Лёка быстренько взбил две подушки, положил их у спинки кровати, сел в постель, прислонившись к подушкам, и уставился в неподключенный к кабелю телевизор. Перед его мрачным взором бегала, отражаясь от границ экрана, полная сарказма надпись "Нет сигнала". У него начали слипаться глаза. Лёка даже не пытался вспомнить самое дорогое, что произошло в его жизни. Самое дорогое произойдет сейчас: он отдаст свою жизнь в обмен на жизни миллионов, которые не унесет Молох войны. Слегка раздражало, что о его подвиге никто не узнает. Но он, конечно, жертвовал самым дорогим не для славы, так, из бескорыстного гуманизма. Но конечно, хорошо было бы, чтобы и о его героизме узнали отвергнувшие его Дульсинеи. Но и на это рассчитывать не приходилось. Лёка погрузился в забытье, а, может быть, уже в небытие.
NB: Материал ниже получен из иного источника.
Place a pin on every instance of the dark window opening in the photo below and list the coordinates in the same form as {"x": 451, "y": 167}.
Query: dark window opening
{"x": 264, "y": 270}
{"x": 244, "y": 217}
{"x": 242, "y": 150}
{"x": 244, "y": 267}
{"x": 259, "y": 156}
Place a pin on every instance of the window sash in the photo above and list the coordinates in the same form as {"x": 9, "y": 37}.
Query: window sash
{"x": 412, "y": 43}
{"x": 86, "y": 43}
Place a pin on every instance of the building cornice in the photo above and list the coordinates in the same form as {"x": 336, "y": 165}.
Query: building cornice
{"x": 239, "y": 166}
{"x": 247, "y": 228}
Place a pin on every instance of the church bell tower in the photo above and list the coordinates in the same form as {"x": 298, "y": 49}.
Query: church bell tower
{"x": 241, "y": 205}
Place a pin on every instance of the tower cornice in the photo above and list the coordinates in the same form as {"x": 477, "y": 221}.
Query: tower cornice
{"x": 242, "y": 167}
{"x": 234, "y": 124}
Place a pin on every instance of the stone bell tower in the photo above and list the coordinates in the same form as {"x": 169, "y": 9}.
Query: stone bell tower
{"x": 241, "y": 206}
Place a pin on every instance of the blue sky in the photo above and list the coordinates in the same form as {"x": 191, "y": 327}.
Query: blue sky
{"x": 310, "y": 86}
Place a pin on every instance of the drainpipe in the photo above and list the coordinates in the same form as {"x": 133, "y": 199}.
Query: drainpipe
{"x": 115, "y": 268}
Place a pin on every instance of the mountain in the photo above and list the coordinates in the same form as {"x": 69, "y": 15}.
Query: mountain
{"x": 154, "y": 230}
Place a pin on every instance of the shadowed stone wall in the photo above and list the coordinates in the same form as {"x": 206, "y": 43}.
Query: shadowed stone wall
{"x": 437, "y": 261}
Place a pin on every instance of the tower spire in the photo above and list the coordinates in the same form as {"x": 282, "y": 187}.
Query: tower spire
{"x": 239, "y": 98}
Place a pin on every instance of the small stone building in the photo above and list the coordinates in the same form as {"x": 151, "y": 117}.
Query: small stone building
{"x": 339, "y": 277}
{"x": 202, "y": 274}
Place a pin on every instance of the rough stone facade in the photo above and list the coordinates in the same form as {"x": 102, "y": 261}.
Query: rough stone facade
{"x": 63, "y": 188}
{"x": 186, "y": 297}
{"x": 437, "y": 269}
Что произошло дальше, Лёка помнил отрывочно. Полную картину удалось восстановить по рассказам о снах, которые видели лекины соседи в ту жуткую ночь. Бог не захотел пугать Лёку своим величием, и принял образ простого дипломата среднего ранга или очень богатого и хорошо воспитанного бизнесмена. И хоть фигура создателя излучала мощь и силу, Лёка не испугался и посмотрел Богу прямо в глаза. Люди до него не осмеливались делать это, боясь умереть или, на худой конец, потерять себя. Но юноша рассудил, в силах всемогущего стереть человека, даже если тот не заглядывает в его священные очи. А с другой стороны, если всевышний не желает визитеру зла, то он не даст своим глазам испепелить наглеца, который, по сути, не хочет оскорбить творца, а просто ищет в его глазах любовь, истину и убежище от страха конечного создания перед бесконечностью мироздания.
Бог, конечно, знал все наперед, но сделал вид, что удивлен и восхищен смелостью пацана, граничащей с наглостью, и его рассудительностью, граничащей с мудростью. И так весело говорит: "Еще одного спасителя человечества мне Бог послал. То есть я сам себе послал. Ну, выкладывай, сколько злата или пушек тебе не хватает, чтобы сделать всех счастливыми"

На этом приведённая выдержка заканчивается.